When I first read it, Steven Pinker’s description of the Hobbesian trap gave me chills. Violence isn’t just something that’s “innate”
or “human nature” or the result of a violent culture. It’s implied by sheer logic,
given just a few basic assumptions about how we operate. The logic of the Hobbesian trap applies to anything shaped by evolution. Any population of
self-replicators with differential survival rates will experience it. The
following passage is from Pinker's The Better Angels of Our Nature, and a similar discussion is given in his book The Blank Slate. For a
little context, Pinker gives a passage from Hobbes listing three principal
causes of quarrel: competition, diffidence, and glory:
The second cause of quarrel is diffidence, a word that in Hobbes’s time meant “fear” rather than “shyness.” The second cause is a consequence of the first: competition breeds fear. If you have reason to suspect that your neighbor is inclined to eliminate you from the competition by, say, killing you, then you will be inclined to protect yourself by eliminating him first in a preemptive strike. You might have this temptation even if you otherwise wouldn’t hurt a fly, as long as you are not willing to lie down and be killed. The tragedy is that your competitor has every reason to crank through the same calculation, even if he is the kind of person who wouldn’t hurt a fly. In fact, even if he *knew* that you started out with no aggressive designs on him, he might legitimately worry that you are tempted to neutralize him out of fear that he will neutralize you first, which gives you an incentive to neutralize him before that, ad infinitum. The political scientist Thomas Schelling offers the analogy of an armed homeowner who surprises an armed burglar, each being tempted to shoot the other to avoid being shot first. This paradox is sometimes called the Hobbesian trap, or in the arena of international relations, the security dilemma.

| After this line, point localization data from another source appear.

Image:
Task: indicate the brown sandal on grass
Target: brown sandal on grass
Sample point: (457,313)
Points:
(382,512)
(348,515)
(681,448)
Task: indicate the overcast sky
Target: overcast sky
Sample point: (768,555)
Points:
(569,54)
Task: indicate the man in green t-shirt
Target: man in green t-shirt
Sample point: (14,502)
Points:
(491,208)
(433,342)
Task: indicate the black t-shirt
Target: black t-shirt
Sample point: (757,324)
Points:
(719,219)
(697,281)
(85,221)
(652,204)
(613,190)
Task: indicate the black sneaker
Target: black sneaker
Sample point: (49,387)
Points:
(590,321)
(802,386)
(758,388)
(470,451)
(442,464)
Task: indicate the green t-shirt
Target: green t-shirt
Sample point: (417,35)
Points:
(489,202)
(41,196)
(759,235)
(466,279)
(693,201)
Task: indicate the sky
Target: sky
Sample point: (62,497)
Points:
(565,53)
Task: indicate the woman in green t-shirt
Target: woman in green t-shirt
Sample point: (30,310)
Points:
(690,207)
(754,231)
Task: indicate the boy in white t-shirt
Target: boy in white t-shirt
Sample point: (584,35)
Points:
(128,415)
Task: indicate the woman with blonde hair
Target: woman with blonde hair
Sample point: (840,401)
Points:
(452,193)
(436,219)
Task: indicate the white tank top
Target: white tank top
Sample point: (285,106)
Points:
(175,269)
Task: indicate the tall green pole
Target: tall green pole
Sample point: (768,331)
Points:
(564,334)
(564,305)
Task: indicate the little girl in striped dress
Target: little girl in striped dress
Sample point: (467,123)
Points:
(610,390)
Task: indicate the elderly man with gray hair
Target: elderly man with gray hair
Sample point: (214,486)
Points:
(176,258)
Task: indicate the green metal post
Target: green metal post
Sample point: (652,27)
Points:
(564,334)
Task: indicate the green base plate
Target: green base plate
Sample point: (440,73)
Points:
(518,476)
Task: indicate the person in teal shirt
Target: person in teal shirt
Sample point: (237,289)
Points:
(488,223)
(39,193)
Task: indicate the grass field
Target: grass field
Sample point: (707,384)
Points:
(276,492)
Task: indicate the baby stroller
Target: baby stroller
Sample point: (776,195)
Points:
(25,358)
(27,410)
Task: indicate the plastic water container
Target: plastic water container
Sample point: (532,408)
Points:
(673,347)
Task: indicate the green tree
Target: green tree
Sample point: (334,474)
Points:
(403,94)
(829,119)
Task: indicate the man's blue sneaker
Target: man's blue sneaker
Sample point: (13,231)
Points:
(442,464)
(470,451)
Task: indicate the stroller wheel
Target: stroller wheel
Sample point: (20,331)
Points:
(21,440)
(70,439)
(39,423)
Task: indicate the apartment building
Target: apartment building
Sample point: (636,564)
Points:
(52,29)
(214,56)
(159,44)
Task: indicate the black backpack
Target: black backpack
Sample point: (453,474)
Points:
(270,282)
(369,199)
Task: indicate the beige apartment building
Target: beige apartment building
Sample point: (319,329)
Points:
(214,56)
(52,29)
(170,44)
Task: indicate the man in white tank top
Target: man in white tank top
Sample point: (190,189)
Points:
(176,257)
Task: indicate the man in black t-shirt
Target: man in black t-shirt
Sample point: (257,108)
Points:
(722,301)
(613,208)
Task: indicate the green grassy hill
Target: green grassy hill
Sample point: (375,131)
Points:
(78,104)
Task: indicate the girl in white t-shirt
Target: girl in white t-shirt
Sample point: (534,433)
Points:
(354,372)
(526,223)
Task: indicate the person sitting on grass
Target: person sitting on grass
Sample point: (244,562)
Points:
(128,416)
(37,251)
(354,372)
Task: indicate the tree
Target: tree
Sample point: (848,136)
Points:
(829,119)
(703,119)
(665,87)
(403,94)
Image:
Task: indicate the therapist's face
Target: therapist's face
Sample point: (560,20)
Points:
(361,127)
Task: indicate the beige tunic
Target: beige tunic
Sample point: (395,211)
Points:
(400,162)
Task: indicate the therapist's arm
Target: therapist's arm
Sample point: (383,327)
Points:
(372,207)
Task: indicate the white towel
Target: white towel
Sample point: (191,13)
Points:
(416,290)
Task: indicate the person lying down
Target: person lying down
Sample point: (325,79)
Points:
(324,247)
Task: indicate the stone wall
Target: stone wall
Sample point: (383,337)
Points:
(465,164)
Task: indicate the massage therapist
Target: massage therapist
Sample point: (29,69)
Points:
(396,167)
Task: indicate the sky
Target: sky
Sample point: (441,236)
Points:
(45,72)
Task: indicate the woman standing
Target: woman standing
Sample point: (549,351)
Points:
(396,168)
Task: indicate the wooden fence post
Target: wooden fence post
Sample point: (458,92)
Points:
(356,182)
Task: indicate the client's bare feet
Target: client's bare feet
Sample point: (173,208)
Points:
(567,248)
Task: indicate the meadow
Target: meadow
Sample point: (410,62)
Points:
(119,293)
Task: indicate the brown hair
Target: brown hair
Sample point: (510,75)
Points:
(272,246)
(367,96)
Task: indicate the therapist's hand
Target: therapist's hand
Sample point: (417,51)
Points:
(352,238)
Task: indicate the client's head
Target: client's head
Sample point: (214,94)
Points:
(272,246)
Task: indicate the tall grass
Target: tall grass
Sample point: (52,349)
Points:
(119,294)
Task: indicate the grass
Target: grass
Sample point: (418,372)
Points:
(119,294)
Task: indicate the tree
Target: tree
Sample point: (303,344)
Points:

The book describes in great detail the behaviors of warring
tribes of hunter-gatherers. Such tribes often feud with their neighbors. They
often have pitched battles with each other, and they will pick off stray male
members of a neighboring tribe who wander into the wrong territory. They even
occasionally conduct extermination raids of neighboring villages, attempting to
finish off a rival tribe down to the very last person. For a more first-hand account
of the violent behavior of hunter-gatherers, read Jared Diamond’s “The Third
Chimpanzee.” Hobbes wasn’t just arm-chair theorizing, and Pinker isn’t just
working out the logic of an irrelevant hypothetical. The Hobbesian trap is an
accurate description of why some cycles of violence happen. It accurately predicts that such cycles are hard to break.
There is hope. If the ambient levels of violence decline,
the threat of being exterminated by your neighbors can become irrelevant, then
even unthinkable. So neighboring villages no longer consider slaughtering each
other preemptively. The cycles of violence can be broken. If some pacifying
force (say international peacekeepers, or even a strong-man dictator who
threatens warring factions) can reduce the overall levels of violence, it can
start a virtuous cycle where violence declines because violence declines. If
the threat of being exterminated by your neighbors is ruled out of the
question, you no longer have any reason to exterminate them, and the warring
tribes can escape the Hobbesian trap. The overall thesis of the book is that
violence has declined, and Pinker discusses the many reasons why. This breaking
out of the Hobbesain trap is an important piece of that puzzle. It probably
explains the massive difference in homicide rates between hunter-gatherer
societies (very shockingly high) and modern state societies (orders of
magnitude lower).
For some more context, here is an excerpt from Hobbes himself (Leviathan) that kicks off Pinker’s discussion:
So that in the nature of man, we find three principal causes of quarrel. First, competition; secondly, diffidence; thirdly, glory. The first maketh men invade for gain; the second, for safety; and the third, for reputation. The firs use violence, to make themselves masters of other men’s persons, wives, children, and cattle; the second, to defend them; the third, for trifles, as a word, a smile, a different opinion, and any other sign of undervalue, either direct in their persons or by reflection in their kindred, their friends, their nation, their profession, or their name.